Atlas Corporation
- Industry: activities of holding companies financial service activities, except insurance and pension funding
- Founded: 1928 United States
- Headquarters: United States

= Atlas Corporation =

American investment company

The Atlas Corporation is an American investment firm that was formed in 1928.

==History==

Atlas corporation was formed in 1928, in a merger of the United Corporation, an investment firm started in 1923 with $40,000, with Atlas Utilities and Investors Ltd. The corporation specialized in capital formation and management. In 1929, Atlas was a $12,550,000 investment trust. The company was able to shrewdly weather the Wall Street crash of 1929, and continue to grow through the 1930s and 1940s. The corporation was founded by Floyd Odlum and his brother-in-law Boyd Hatch.

With Floyd Odlum as president and Boyd Hatch as vice-president, Atlas invested, managed or controlled numerous industries, including Greyhound Lines, Bonwit Teller (acquired 1934) and Franklin Simon & Co. (acquired 1936) ladies' apparel stores, Madison Square Garden, and various mines, utility companies, aviation related businesses, and banks. After Atlas Corporation acquired the Bonwit Teller ladies' apparel stores, Floyd Odlum convinced his wife, Hortense Odlum, to become involved in the store's operations.

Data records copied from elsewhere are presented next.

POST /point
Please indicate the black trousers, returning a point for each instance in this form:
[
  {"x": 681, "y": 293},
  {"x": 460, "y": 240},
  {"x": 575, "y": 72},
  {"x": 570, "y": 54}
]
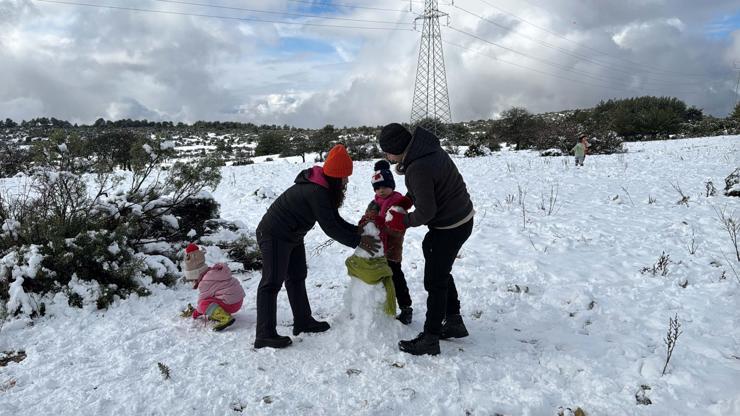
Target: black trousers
[
  {"x": 282, "y": 262},
  {"x": 399, "y": 281},
  {"x": 440, "y": 251}
]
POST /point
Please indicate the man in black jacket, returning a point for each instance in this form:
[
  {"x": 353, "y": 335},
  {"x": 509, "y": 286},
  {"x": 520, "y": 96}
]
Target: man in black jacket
[
  {"x": 315, "y": 197},
  {"x": 443, "y": 204}
]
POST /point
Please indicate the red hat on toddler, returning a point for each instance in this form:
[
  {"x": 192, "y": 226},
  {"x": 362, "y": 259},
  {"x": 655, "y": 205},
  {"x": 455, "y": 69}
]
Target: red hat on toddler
[{"x": 194, "y": 263}]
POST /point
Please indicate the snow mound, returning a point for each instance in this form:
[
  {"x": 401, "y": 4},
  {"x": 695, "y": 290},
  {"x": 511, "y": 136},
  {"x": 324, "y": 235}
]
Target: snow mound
[{"x": 362, "y": 319}]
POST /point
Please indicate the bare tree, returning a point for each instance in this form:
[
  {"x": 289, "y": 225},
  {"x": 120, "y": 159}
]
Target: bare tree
[
  {"x": 674, "y": 331},
  {"x": 731, "y": 224}
]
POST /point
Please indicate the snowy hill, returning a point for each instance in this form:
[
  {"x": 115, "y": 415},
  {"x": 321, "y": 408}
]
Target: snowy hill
[{"x": 560, "y": 313}]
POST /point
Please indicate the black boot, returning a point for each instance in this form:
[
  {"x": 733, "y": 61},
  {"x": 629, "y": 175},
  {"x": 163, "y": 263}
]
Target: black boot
[
  {"x": 311, "y": 326},
  {"x": 424, "y": 343},
  {"x": 453, "y": 327},
  {"x": 276, "y": 341},
  {"x": 405, "y": 316}
]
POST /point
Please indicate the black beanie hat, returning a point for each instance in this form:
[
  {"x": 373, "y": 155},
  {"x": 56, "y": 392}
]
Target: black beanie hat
[
  {"x": 394, "y": 139},
  {"x": 383, "y": 177}
]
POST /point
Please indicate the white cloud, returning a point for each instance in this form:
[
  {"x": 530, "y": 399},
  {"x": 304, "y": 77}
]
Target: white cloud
[{"x": 81, "y": 63}]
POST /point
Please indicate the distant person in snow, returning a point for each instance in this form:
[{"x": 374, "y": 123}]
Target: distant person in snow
[
  {"x": 386, "y": 198},
  {"x": 315, "y": 196},
  {"x": 220, "y": 293},
  {"x": 373, "y": 268},
  {"x": 443, "y": 204},
  {"x": 580, "y": 149}
]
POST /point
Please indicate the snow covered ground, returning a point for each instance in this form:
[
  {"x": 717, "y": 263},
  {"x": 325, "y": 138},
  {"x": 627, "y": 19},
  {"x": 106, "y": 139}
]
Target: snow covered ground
[{"x": 559, "y": 312}]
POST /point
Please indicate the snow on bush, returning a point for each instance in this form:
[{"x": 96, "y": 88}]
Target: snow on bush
[
  {"x": 732, "y": 183},
  {"x": 63, "y": 231}
]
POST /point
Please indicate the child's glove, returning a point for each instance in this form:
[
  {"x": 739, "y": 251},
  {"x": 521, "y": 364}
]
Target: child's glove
[
  {"x": 187, "y": 312},
  {"x": 396, "y": 223},
  {"x": 370, "y": 244},
  {"x": 405, "y": 203}
]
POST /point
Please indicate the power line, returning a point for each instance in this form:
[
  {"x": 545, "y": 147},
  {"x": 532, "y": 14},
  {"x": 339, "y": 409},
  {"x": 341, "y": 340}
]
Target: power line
[
  {"x": 351, "y": 6},
  {"x": 246, "y": 19},
  {"x": 549, "y": 74},
  {"x": 549, "y": 45},
  {"x": 659, "y": 71},
  {"x": 495, "y": 58},
  {"x": 543, "y": 61},
  {"x": 215, "y": 6},
  {"x": 549, "y": 63}
]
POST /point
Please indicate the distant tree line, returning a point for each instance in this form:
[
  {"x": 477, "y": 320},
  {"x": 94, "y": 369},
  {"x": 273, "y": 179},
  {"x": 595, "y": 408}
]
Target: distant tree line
[{"x": 607, "y": 124}]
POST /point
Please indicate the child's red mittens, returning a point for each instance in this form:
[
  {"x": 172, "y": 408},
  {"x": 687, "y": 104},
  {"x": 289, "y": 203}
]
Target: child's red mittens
[
  {"x": 396, "y": 223},
  {"x": 405, "y": 203},
  {"x": 379, "y": 221}
]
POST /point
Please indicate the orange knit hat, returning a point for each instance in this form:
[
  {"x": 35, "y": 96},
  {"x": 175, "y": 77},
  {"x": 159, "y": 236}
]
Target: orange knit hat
[{"x": 338, "y": 164}]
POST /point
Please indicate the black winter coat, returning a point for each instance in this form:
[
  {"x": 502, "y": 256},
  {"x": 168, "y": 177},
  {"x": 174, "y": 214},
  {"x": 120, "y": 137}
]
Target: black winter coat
[
  {"x": 434, "y": 183},
  {"x": 298, "y": 209}
]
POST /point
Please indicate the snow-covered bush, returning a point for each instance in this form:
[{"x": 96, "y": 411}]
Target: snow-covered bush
[
  {"x": 732, "y": 183},
  {"x": 236, "y": 240},
  {"x": 551, "y": 152},
  {"x": 193, "y": 212},
  {"x": 60, "y": 234},
  {"x": 475, "y": 150}
]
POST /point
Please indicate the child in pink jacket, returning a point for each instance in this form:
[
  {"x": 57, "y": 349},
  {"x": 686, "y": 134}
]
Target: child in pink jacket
[{"x": 220, "y": 293}]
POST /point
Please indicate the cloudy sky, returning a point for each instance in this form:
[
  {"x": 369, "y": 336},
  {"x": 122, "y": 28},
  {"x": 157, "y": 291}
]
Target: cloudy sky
[{"x": 353, "y": 62}]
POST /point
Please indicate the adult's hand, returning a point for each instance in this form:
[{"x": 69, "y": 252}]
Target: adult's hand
[
  {"x": 396, "y": 223},
  {"x": 370, "y": 244}
]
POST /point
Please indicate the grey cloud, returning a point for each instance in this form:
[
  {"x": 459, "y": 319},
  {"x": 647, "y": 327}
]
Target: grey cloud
[{"x": 93, "y": 63}]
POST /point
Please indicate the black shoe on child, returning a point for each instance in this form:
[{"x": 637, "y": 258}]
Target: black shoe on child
[
  {"x": 405, "y": 316},
  {"x": 273, "y": 342},
  {"x": 424, "y": 343},
  {"x": 312, "y": 326},
  {"x": 453, "y": 327}
]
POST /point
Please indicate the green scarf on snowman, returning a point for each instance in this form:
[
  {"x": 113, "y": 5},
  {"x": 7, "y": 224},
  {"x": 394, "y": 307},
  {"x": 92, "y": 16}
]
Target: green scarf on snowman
[{"x": 373, "y": 271}]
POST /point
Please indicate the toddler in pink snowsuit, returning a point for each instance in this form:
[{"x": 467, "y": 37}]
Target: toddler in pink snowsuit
[{"x": 220, "y": 293}]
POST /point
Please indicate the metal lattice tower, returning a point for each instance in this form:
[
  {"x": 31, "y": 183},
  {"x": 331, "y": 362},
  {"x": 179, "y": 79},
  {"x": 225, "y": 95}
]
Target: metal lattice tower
[{"x": 431, "y": 106}]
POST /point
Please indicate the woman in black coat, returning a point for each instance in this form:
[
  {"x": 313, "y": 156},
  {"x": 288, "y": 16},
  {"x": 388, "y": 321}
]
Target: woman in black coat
[{"x": 315, "y": 196}]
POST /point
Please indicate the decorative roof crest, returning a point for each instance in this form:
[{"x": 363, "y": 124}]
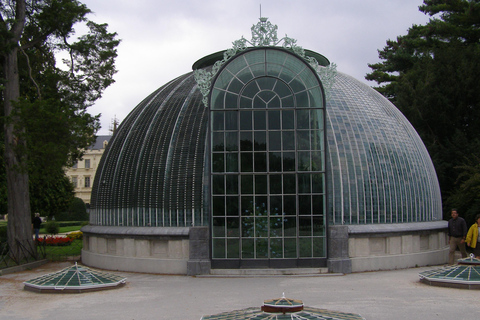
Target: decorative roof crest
[{"x": 264, "y": 34}]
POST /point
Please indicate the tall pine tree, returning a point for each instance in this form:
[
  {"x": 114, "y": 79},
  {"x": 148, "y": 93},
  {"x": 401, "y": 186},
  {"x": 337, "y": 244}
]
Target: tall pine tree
[
  {"x": 45, "y": 114},
  {"x": 432, "y": 74}
]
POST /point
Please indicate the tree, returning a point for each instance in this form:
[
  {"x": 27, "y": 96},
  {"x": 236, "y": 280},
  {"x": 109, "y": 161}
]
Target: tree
[
  {"x": 432, "y": 75},
  {"x": 45, "y": 105}
]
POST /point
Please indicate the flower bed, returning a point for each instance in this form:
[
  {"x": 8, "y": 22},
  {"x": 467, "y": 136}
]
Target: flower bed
[{"x": 55, "y": 241}]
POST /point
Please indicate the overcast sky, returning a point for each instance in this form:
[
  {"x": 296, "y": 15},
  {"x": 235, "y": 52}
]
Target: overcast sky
[{"x": 162, "y": 39}]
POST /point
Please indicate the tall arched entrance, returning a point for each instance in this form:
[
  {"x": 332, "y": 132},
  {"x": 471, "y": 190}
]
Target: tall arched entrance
[{"x": 267, "y": 165}]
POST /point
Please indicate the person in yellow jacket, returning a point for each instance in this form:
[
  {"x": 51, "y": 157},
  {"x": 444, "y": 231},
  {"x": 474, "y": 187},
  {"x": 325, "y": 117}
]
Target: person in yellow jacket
[{"x": 472, "y": 240}]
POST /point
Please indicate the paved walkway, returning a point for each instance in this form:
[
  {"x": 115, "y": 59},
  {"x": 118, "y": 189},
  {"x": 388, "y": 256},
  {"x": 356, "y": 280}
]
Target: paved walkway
[{"x": 382, "y": 295}]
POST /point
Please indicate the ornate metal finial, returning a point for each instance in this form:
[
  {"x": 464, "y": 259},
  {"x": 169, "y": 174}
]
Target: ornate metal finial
[{"x": 264, "y": 34}]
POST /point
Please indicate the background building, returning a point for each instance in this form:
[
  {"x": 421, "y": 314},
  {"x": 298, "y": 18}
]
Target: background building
[
  {"x": 265, "y": 157},
  {"x": 82, "y": 174}
]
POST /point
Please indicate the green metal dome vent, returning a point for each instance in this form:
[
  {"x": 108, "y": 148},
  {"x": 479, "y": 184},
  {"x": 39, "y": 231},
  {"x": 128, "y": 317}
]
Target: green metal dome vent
[{"x": 74, "y": 279}]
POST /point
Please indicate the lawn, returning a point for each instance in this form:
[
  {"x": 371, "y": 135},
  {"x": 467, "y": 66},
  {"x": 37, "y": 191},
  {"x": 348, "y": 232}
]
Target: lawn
[{"x": 63, "y": 229}]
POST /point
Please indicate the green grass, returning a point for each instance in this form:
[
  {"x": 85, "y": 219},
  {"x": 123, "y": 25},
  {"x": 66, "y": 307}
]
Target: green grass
[
  {"x": 63, "y": 229},
  {"x": 56, "y": 253}
]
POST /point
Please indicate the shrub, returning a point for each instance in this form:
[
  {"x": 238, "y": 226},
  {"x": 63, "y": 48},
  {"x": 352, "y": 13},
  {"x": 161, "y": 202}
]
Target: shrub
[
  {"x": 74, "y": 235},
  {"x": 55, "y": 241},
  {"x": 52, "y": 227}
]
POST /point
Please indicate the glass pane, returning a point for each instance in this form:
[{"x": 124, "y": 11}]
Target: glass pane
[
  {"x": 262, "y": 248},
  {"x": 218, "y": 162},
  {"x": 288, "y": 119},
  {"x": 289, "y": 183},
  {"x": 276, "y": 226},
  {"x": 304, "y": 185},
  {"x": 233, "y": 227},
  {"x": 217, "y": 141},
  {"x": 246, "y": 159},
  {"x": 231, "y": 120},
  {"x": 235, "y": 85},
  {"x": 274, "y": 120},
  {"x": 232, "y": 162},
  {"x": 217, "y": 99},
  {"x": 317, "y": 140},
  {"x": 316, "y": 119},
  {"x": 290, "y": 248},
  {"x": 289, "y": 161},
  {"x": 247, "y": 206},
  {"x": 288, "y": 140},
  {"x": 305, "y": 226},
  {"x": 261, "y": 184},
  {"x": 245, "y": 120},
  {"x": 302, "y": 99},
  {"x": 248, "y": 227},
  {"x": 318, "y": 226},
  {"x": 260, "y": 161},
  {"x": 246, "y": 141},
  {"x": 303, "y": 140},
  {"x": 247, "y": 184},
  {"x": 218, "y": 186},
  {"x": 250, "y": 90},
  {"x": 290, "y": 226},
  {"x": 303, "y": 119},
  {"x": 218, "y": 206},
  {"x": 275, "y": 140},
  {"x": 218, "y": 120},
  {"x": 276, "y": 206},
  {"x": 248, "y": 247},
  {"x": 233, "y": 248},
  {"x": 276, "y": 184},
  {"x": 231, "y": 100},
  {"x": 319, "y": 247},
  {"x": 259, "y": 120},
  {"x": 290, "y": 205},
  {"x": 232, "y": 184},
  {"x": 317, "y": 205},
  {"x": 317, "y": 161},
  {"x": 260, "y": 143},
  {"x": 261, "y": 206},
  {"x": 288, "y": 102},
  {"x": 261, "y": 227},
  {"x": 266, "y": 83},
  {"x": 304, "y": 161},
  {"x": 275, "y": 161},
  {"x": 218, "y": 227},
  {"x": 304, "y": 205},
  {"x": 245, "y": 103},
  {"x": 276, "y": 247},
  {"x": 317, "y": 184},
  {"x": 218, "y": 248},
  {"x": 231, "y": 141},
  {"x": 305, "y": 247}
]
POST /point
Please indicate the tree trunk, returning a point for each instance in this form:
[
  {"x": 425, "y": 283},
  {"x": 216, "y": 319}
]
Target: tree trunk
[{"x": 19, "y": 227}]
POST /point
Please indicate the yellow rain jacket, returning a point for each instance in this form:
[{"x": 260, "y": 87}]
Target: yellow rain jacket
[{"x": 472, "y": 235}]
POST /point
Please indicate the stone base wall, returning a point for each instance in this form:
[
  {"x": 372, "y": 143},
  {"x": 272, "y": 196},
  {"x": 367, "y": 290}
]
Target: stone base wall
[
  {"x": 387, "y": 247},
  {"x": 144, "y": 249}
]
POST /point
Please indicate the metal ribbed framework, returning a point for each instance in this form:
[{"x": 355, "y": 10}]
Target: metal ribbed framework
[
  {"x": 379, "y": 169},
  {"x": 152, "y": 172}
]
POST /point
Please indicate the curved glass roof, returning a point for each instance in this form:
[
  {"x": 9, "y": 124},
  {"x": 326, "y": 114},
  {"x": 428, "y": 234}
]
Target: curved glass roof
[
  {"x": 75, "y": 278},
  {"x": 153, "y": 171}
]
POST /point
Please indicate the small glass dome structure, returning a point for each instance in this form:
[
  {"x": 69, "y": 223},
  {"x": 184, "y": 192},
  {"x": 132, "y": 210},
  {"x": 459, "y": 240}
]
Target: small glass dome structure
[
  {"x": 276, "y": 159},
  {"x": 74, "y": 279},
  {"x": 464, "y": 275},
  {"x": 283, "y": 308}
]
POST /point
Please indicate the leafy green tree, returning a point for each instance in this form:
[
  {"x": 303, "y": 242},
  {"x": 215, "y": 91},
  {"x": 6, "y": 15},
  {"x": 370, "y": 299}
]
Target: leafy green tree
[
  {"x": 432, "y": 74},
  {"x": 45, "y": 115}
]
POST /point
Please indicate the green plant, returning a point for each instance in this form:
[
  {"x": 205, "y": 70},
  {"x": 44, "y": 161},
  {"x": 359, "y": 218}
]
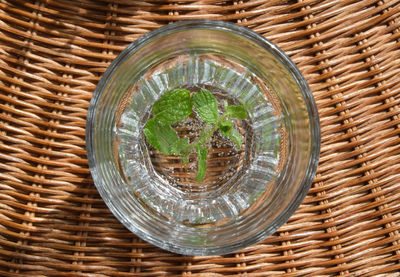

She became the first female president of a major department store chain when she became president of Bonwit Teller in 1934.

Atlas acquired aircraft manufacturer and budding aerospace contractor Consolidated Vultee Aircraft Corporation (later Convair) from AVCO in 1947. The Atlas Missile program gained the name of the Atlas Corporation in 1951,
which went on to become both America’s first ICBM and used in the Mercury missions to send astronauts into orbit.

In 1948, Howard Hughes acquired controlling interest in RKO Pictures from Atlas.

Today, the company has ownership in natural resources investments.